Maafushi (Dhivehi: މާފުށި) is one of the inhabited islands of Kaafu Atoll and the proposed capital for the Medhu Uthuru Province of the Maldives. It is noted for the Maafushi Prison. 

The island’s proximity to Malé and its transport hubs has allowed Maafushi to become a popular destination for tourists visiting local islands.

History
Maafushi was heavily damaged by the 2004 tsunami which impacted on over 100,000 of the Maldives 300,000 population.  The International Federation of Red Cross and Red Crescent Societies, supported by the Irish and American Red Cross Societies, began work on a mains sewage system on 10 August 2006. The International Federation has also funded the building of homes for those who lost theirs during the tsunami.

Geography
The island is  south of the country's capital, Malé.

Demography

According to the latest Census conducted in 2014, the total population of Maafushi is at 2,692 out of which 2,340 are Maldivians, and 352 foreigners.

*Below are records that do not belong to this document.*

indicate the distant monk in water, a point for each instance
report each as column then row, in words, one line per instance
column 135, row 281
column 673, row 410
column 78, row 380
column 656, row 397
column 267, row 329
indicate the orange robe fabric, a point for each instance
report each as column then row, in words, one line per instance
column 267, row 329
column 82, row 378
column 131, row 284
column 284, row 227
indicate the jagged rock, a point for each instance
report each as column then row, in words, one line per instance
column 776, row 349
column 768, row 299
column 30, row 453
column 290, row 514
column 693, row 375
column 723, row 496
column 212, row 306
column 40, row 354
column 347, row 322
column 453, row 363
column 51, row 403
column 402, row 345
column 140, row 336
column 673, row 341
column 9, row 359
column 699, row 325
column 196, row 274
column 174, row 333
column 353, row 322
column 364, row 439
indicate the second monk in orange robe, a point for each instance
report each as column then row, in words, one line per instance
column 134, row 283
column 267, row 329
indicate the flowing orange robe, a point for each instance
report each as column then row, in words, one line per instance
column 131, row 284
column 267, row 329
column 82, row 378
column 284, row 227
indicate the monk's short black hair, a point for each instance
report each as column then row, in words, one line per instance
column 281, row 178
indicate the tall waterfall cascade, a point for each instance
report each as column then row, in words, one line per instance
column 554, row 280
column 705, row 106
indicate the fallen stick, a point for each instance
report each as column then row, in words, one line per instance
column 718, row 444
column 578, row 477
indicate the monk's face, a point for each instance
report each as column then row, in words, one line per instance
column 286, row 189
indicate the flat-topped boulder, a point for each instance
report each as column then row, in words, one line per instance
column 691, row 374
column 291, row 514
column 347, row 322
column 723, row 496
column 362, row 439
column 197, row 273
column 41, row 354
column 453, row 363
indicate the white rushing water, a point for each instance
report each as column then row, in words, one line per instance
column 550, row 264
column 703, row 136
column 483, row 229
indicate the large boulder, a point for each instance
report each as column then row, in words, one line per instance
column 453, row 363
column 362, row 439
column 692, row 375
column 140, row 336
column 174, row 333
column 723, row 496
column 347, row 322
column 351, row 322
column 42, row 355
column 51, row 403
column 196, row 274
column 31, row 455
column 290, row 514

There has been a 17% increase in the residing population of the Island since the previous Census which was done in 2006. The population of Maafushi represents 13.84% of the total locality (Kaafu Atoll).

Governance

In accordance with the recently passed Decentralization Act of Maldives, Maafushi is governed by an elected Island Council composed of five Councillors. The Council is headed by the President of the Council. The Island Council reports to the Local Government Authority (LGA). As democracy and decentralization is at the infant stage in Maldives, the councillors, and the government find it difficult to deal with important issues like land, and resource utilization. There are still many legal issues that need to be settled, before the island council can confidently perform its duties independently. There is also the issue of lack of know-how among the councillors. Most councillors are without basic education, and find it difficult to manage the day-to-day affairs of the island.

Economy
Tourists from neighboring resort islands also visit Maafushi for island hopping and Maafushi provides them with shopping opportunity with souvenir shops at assigned areas of the island.

Tourism

Guest houses

As of August 2016 there were more than 55 guest houses in Maafushi and it is the only local inhabited island with most number of guest houses and guest beds in the country.

Evolution of guest houses in Maafushi
 18/12/2017 December: 72 Guest houses
 09/2016 August: 55 guest houses 
 12/2015 December: 40 guest houses

Transport 
Maafushi is connected by ferry service from Malé.